Staff members peel back the closed doors and step inside a work of art in progress.
"It's fun,” Bailey says. “Making art, to me, has always been about play."
He’s the artist whose name will be on the wall, and whose works will fill the exhibition hall.
It’s a high-pressure gig: the last exhibit in this space featured pop-artist Andy Warhol.
“This is my 15 minutes,” Bailey jokes.
It takes a whole lot longer to recreate one of his biggest pieces: an ocean with waves made from old piano keys he found at a music store.
“How do you know what goes where,” News 4 reporter Emily Baucum asks as Bailey throws piano keys onto the ground.
“I don’t,” he responds.
It’s a toss of artistic license because every painting, every sculpture, even each label has its place, down to the centimeter.
“We start by working on scale models,” McNay curator Rene Barilleaux says. “We make miniature art works in a sense. We lay them out on a scale model.”
The pain-staking process takes months because the staff only has a few days to unpack and arrange the pieces. Most of them are on loan from an Atlanta art museum.

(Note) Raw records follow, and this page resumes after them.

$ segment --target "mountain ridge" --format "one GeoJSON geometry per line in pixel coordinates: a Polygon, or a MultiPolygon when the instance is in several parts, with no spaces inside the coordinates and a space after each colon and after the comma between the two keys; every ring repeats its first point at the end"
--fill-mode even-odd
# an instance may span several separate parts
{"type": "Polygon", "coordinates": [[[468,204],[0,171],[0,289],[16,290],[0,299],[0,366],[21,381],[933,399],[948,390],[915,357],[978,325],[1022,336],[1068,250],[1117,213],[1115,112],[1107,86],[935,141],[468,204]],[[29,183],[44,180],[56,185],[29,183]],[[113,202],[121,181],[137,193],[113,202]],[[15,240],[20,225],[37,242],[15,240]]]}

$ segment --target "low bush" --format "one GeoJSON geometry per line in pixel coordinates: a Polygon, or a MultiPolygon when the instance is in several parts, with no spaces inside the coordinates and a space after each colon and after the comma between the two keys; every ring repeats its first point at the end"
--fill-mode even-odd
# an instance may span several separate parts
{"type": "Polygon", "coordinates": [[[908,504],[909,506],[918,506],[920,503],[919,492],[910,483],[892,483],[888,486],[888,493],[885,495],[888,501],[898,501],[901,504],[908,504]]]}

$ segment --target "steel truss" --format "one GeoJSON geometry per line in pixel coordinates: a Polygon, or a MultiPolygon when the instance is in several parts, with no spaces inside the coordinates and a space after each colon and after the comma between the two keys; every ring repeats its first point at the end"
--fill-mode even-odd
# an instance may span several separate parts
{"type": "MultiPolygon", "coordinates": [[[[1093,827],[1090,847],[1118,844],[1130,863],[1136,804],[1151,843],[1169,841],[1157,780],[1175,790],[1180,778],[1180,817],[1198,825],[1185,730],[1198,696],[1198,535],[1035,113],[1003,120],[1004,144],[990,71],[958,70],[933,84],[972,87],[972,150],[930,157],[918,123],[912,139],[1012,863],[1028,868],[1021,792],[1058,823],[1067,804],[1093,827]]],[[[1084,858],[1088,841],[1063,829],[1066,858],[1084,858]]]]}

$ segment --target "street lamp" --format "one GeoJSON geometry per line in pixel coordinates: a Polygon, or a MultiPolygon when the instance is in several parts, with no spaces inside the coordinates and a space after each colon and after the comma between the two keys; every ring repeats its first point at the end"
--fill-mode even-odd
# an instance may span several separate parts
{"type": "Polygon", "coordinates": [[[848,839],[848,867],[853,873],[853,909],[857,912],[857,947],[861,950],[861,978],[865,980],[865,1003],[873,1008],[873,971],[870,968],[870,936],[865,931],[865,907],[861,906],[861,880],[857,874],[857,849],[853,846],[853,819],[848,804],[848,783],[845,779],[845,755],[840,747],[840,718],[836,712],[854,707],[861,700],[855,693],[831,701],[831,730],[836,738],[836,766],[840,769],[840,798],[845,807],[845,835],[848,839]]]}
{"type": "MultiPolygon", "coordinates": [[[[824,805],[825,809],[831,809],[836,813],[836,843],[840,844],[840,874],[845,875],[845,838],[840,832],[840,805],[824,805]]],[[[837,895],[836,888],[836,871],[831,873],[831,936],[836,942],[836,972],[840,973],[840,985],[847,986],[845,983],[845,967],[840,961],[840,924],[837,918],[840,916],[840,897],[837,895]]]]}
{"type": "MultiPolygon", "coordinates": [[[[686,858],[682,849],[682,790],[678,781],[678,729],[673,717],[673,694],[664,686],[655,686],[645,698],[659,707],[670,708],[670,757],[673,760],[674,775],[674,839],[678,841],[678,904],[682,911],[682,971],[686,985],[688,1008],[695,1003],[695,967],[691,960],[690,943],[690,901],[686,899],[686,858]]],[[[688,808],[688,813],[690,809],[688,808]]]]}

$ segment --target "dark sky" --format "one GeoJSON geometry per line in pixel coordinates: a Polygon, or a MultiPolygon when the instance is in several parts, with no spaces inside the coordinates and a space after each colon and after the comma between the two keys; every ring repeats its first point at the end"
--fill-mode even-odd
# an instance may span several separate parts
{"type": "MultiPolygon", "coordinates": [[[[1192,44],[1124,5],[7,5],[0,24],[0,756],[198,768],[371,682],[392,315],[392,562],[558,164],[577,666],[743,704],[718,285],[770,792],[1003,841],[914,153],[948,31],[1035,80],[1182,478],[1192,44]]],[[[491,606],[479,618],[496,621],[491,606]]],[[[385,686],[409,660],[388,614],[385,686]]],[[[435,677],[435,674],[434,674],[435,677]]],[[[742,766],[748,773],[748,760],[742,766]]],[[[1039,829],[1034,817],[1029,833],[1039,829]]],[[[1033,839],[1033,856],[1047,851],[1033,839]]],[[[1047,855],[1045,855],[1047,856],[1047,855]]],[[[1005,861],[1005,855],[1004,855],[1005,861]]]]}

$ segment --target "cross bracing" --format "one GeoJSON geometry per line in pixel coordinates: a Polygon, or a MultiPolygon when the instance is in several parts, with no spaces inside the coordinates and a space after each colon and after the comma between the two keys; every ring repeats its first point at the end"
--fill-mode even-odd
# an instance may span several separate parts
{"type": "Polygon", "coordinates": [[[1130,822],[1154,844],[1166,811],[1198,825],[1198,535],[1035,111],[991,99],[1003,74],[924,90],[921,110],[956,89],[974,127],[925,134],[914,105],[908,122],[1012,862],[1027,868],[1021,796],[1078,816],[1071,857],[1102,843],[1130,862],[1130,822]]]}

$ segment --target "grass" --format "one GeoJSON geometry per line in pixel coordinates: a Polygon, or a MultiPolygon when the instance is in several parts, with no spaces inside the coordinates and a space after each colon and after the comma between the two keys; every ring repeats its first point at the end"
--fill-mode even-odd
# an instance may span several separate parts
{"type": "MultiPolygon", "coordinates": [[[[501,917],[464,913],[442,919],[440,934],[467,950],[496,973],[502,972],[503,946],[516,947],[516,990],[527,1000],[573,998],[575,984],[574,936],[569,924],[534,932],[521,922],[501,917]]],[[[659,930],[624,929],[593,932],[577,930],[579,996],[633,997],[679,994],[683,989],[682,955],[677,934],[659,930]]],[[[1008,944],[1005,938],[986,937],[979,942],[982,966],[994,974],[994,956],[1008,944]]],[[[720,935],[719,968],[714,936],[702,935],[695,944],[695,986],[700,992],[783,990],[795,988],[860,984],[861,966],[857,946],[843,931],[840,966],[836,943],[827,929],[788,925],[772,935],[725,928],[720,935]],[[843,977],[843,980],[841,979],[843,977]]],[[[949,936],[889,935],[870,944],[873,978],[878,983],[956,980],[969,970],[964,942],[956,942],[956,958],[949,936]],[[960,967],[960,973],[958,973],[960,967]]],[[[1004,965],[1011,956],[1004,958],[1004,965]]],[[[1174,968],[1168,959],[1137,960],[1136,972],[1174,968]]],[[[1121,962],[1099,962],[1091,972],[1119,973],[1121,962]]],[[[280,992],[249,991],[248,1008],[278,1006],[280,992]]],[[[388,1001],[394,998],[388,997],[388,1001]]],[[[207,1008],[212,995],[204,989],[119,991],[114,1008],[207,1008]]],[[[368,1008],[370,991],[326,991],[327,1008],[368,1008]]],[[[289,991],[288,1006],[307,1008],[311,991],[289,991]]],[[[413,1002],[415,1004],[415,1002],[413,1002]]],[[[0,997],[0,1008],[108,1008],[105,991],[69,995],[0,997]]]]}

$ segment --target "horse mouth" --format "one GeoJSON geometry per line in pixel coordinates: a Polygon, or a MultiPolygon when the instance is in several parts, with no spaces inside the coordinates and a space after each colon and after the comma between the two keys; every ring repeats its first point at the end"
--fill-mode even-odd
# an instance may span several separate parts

“We use gloves on everything,” McNay staff member Ethel Shipton says.
Remember “look, but don’t touch?”
“There’s hand oil and stuff that you don’t want to get on,” Shipton explains while putting on gloves. “That could make permanent damage to the pieces.”
The professionals touch the art very gingerly and look with a critical eye.
“Making sure the artwork is level on the wall,” Shipton says while adjusting the frame of a painting.
Bailey keeps churning the waves in his piano-key sea. The man trying to keep his head above water is meant to be an African slave, or the modern counterpart.
"It could relate around Katrina,” he says. “It could relate around Japan."
Just like society, an artist’s work is always changing.
“Does it ever look the same way twice,” Baucum asks Bailey. “No, never,” he answers.
“Do you ever want it to look the same way twice?” Baucum responds. “No, no,” Bailey says. “I couldn’t possibly do that.”
It’s the lights, camera, action that turn empty rooms into masterpieces.
Bailey’s exhibit opens to the public Wednesday, June 4, and will be on display at the McNay until September 2.